# Minnesota's Mike Hatch



## Hunter_58346 (May 22, 2003)

Maybe he should worry about his own problems rather than trying to create them out of his state.

St Paul Pioneer Press

Posted on Sat, Feb. 19, 2005

Hatch daughters face trial in June

BRIEFING: COOK COUNTY, ILL.

The daughters of Minnesota Attorney General Mike Hatch will be tried in June on misdemeanor charges arising from a struggle with police outside a Chicago nightclub last March.

On Friday, a Cook County, Ill., judge set a trial date of June 7 for Anne Hatch, 21, and Elizabeth Hatch, 23.

They are accused of assaulting two police officers, resisting arrest and damaging police property during a March 27 incident outside the Crobar club on the city's Near North Side. At the time, the sisters were celebrating the 21st birthday of Anne Hatch, a student at Chicago's DePaul University.

The women allegedly kicked out a squad car window while they were being transported to jail.

Their father later said the two women were intoxicated and made "a horrible, horrible mistake."

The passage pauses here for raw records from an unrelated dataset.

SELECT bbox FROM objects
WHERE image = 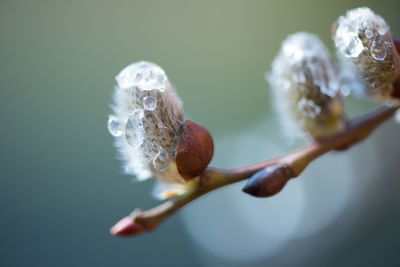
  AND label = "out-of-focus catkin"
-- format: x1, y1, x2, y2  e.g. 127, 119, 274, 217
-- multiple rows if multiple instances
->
267, 32, 345, 140
332, 7, 400, 103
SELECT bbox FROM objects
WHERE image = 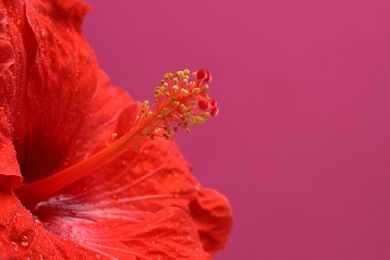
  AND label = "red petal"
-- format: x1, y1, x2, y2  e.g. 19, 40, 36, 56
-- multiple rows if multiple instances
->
0, 0, 230, 259
0, 192, 111, 259
0, 107, 23, 190
190, 189, 233, 254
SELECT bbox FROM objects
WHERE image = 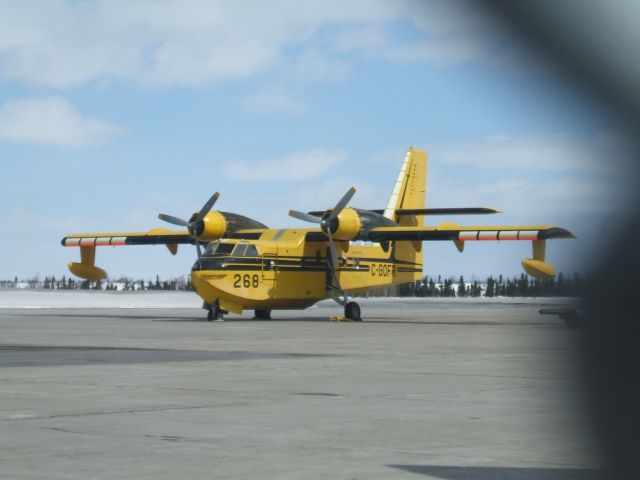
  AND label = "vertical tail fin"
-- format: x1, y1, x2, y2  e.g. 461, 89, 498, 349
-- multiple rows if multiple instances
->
384, 147, 427, 280
384, 147, 427, 225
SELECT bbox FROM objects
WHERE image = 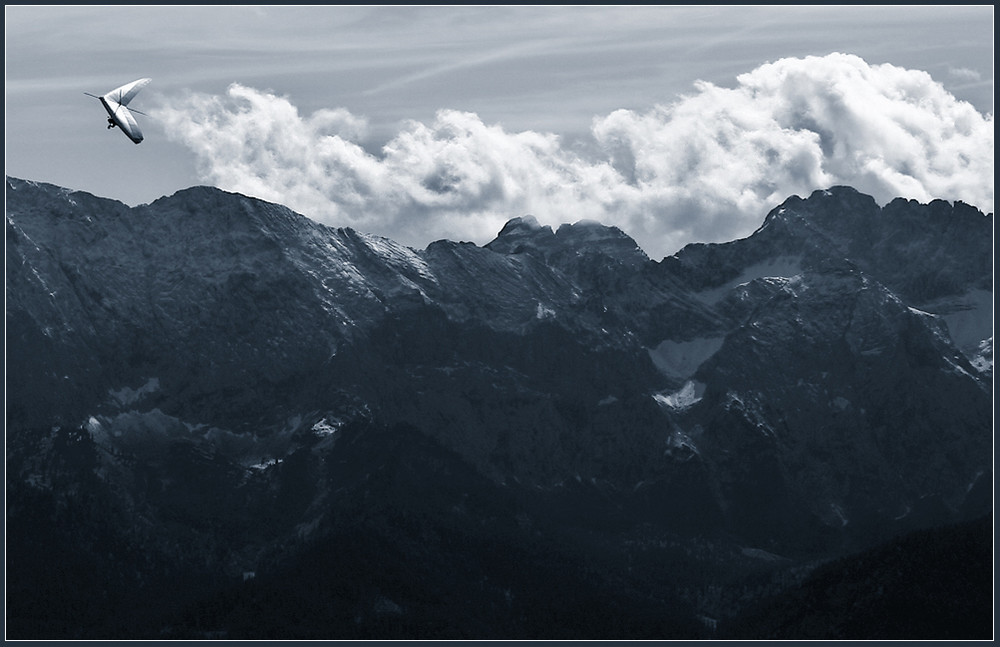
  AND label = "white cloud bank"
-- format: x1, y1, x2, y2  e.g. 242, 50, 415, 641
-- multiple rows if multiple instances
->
157, 54, 993, 258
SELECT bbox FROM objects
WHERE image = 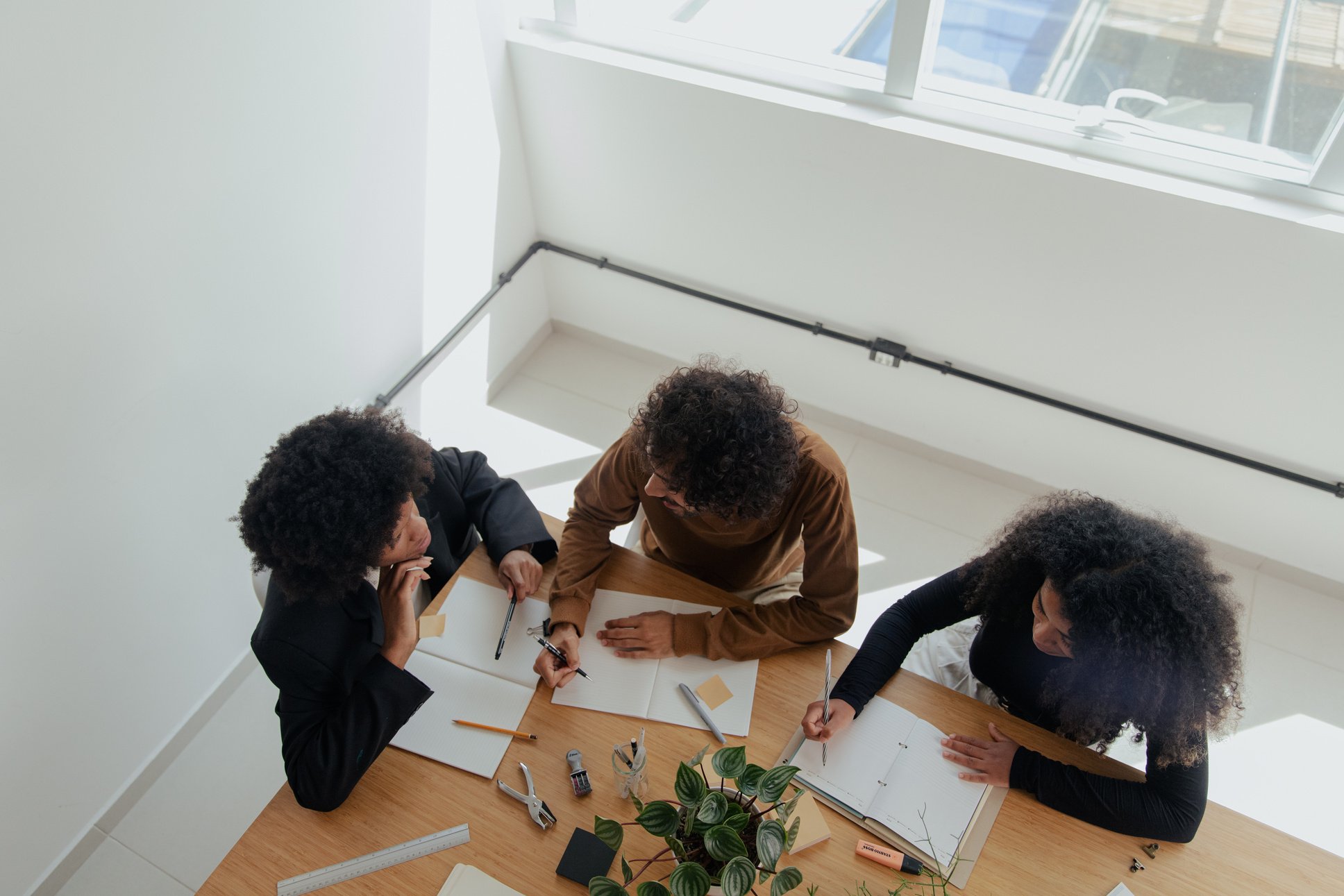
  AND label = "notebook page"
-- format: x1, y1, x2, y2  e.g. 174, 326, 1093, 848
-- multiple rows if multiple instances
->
551, 589, 672, 719
415, 577, 550, 688
392, 650, 534, 778
868, 719, 988, 869
649, 657, 761, 738
438, 865, 523, 896
791, 695, 919, 817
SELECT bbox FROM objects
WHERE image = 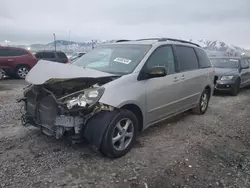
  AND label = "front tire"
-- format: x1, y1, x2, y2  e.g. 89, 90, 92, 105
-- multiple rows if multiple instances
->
16, 65, 30, 79
193, 89, 210, 115
101, 110, 138, 158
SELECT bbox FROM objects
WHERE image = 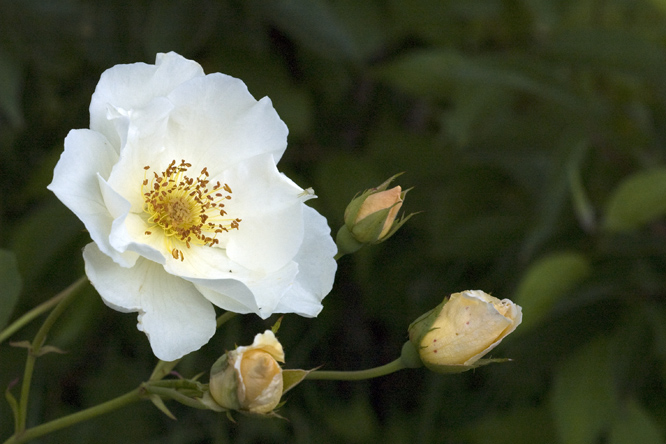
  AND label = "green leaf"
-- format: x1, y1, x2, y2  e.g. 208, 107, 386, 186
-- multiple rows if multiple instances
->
513, 252, 590, 332
250, 0, 360, 60
375, 49, 573, 105
551, 338, 616, 444
544, 28, 666, 81
0, 48, 23, 126
608, 399, 664, 444
0, 250, 23, 330
604, 167, 666, 232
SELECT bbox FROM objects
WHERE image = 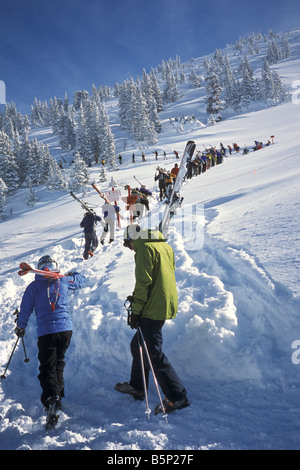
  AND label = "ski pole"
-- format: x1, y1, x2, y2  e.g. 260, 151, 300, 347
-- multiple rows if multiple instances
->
1, 338, 20, 380
138, 327, 168, 423
138, 330, 151, 419
21, 336, 29, 362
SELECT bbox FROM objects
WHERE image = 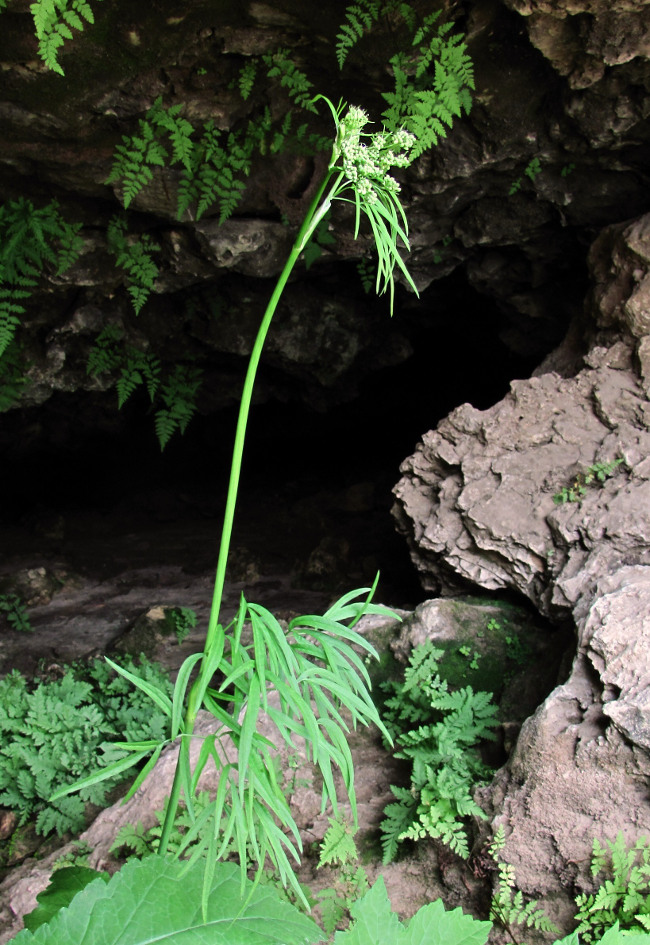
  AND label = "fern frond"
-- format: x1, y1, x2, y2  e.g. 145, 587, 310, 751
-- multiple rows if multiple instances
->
262, 49, 318, 114
106, 119, 167, 209
336, 0, 380, 69
381, 784, 418, 865
154, 364, 202, 450
318, 817, 358, 868
147, 96, 194, 171
237, 59, 257, 101
29, 0, 102, 75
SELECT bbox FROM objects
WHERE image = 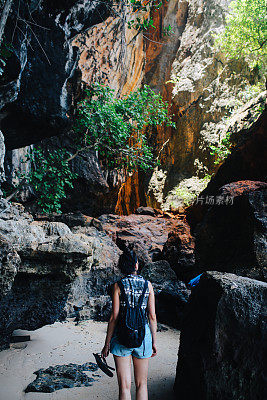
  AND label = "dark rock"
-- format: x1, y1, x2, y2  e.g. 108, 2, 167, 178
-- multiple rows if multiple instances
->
194, 181, 267, 280
10, 334, 31, 343
186, 108, 267, 229
0, 131, 5, 191
34, 212, 103, 231
175, 272, 267, 400
157, 323, 169, 332
162, 221, 196, 282
0, 231, 20, 301
135, 207, 156, 217
1, 0, 109, 149
141, 261, 190, 328
25, 362, 98, 393
0, 200, 120, 347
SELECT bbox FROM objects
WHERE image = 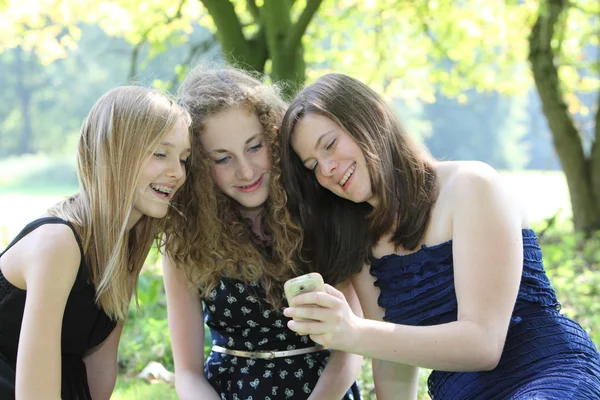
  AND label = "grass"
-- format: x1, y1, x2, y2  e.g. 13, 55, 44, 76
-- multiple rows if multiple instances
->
110, 375, 177, 400
0, 162, 571, 400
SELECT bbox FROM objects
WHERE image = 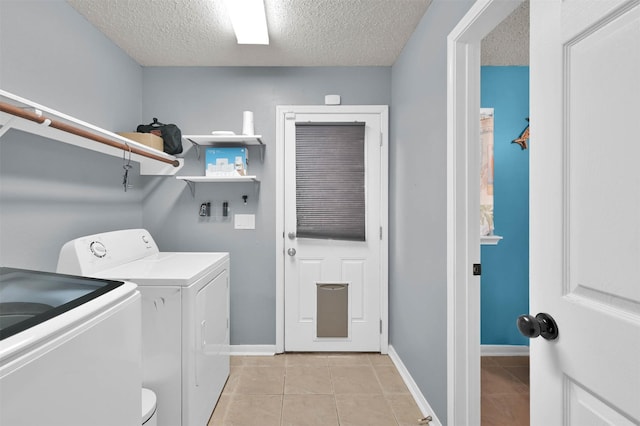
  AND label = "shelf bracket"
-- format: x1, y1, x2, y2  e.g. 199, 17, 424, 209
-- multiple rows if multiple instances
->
0, 117, 16, 138
185, 180, 196, 198
187, 138, 200, 160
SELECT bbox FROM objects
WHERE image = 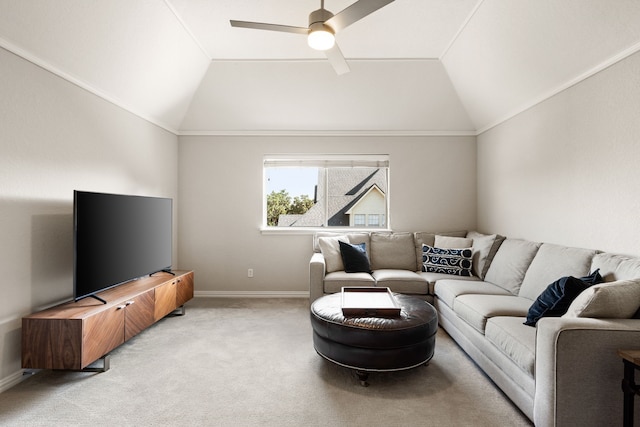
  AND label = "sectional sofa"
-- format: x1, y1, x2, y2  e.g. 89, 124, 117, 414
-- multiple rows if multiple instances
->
309, 232, 640, 426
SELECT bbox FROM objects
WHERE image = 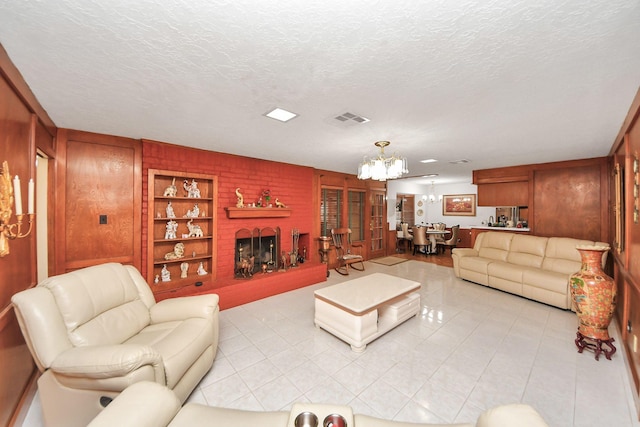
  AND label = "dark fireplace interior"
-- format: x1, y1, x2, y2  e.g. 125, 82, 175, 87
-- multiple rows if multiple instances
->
235, 227, 280, 278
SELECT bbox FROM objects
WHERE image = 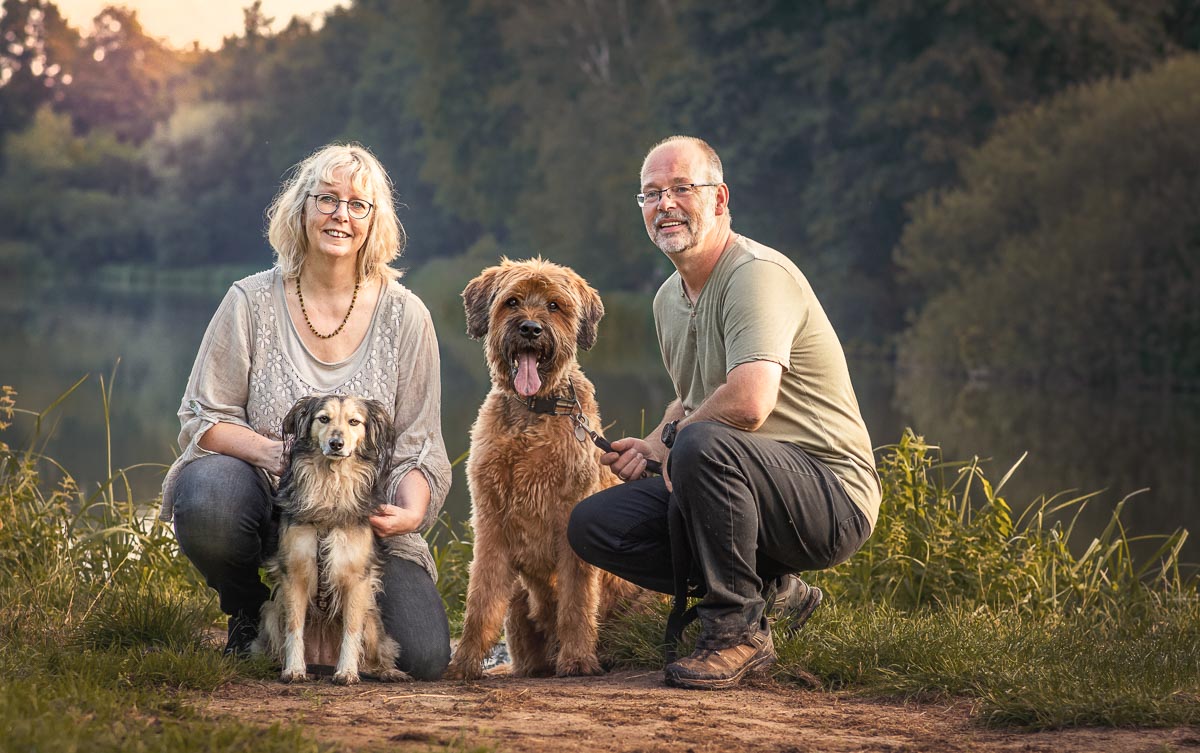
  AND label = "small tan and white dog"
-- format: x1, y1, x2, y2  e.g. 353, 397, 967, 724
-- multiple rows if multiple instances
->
253, 396, 409, 685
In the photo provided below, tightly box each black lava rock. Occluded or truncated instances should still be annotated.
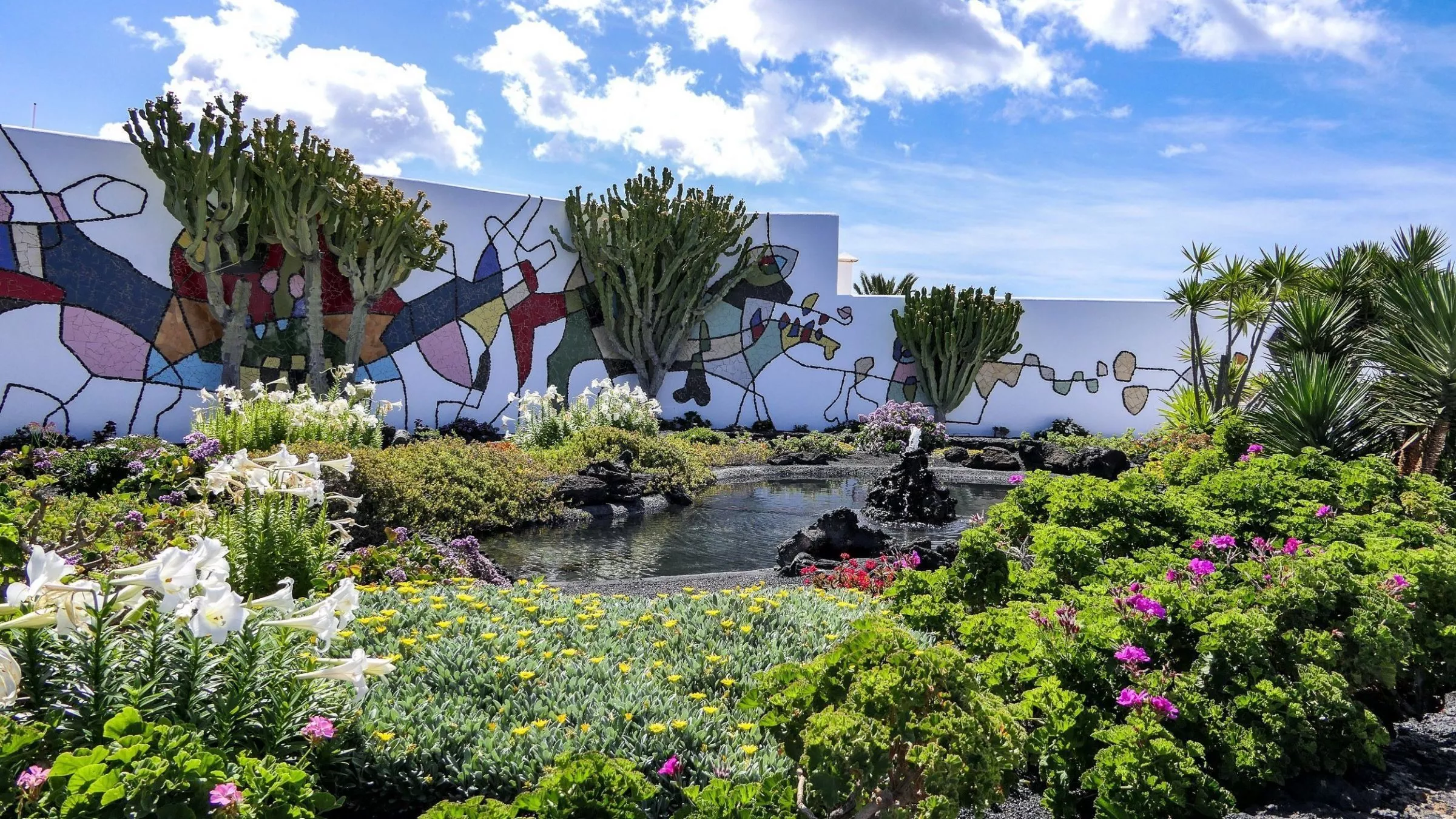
[552,475,607,506]
[779,508,889,573]
[865,449,955,523]
[965,449,1020,472]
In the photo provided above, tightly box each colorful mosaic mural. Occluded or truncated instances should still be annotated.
[0,128,1181,437]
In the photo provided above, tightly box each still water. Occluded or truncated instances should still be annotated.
[480,478,1006,580]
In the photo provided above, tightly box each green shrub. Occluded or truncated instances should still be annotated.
[914,446,1456,819]
[345,436,561,538]
[342,583,878,816]
[28,708,336,819]
[747,619,1025,819]
[516,753,656,819]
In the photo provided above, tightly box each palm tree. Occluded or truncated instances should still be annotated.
[1372,228,1456,474]
[855,272,918,296]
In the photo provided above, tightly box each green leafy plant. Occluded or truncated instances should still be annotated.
[749,619,1023,818]
[889,286,1023,421]
[552,167,758,398]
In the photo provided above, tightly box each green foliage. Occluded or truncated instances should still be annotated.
[335,583,878,815]
[889,286,1023,421]
[673,774,800,819]
[1082,720,1233,819]
[908,446,1456,819]
[855,272,920,296]
[750,619,1023,818]
[208,493,339,598]
[552,167,758,398]
[516,753,656,819]
[342,436,561,538]
[28,708,336,819]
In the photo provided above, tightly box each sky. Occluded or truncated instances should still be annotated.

But Hatch also said that while his daughters wanted to be held accountable for their mistakes, they denied assaulting the officers.


----------



## james s melson (Aug 19, 2003)

The two issues are unrelated to each other, whats your point?


----------



## Goldy's Pal (Jan 6, 2004)

I think I've seen this topic before. :lol: Yep, I did. Here it is....
http://www.nodakoutdoors.com/forums/vie ... +daughters
:rollin:


----------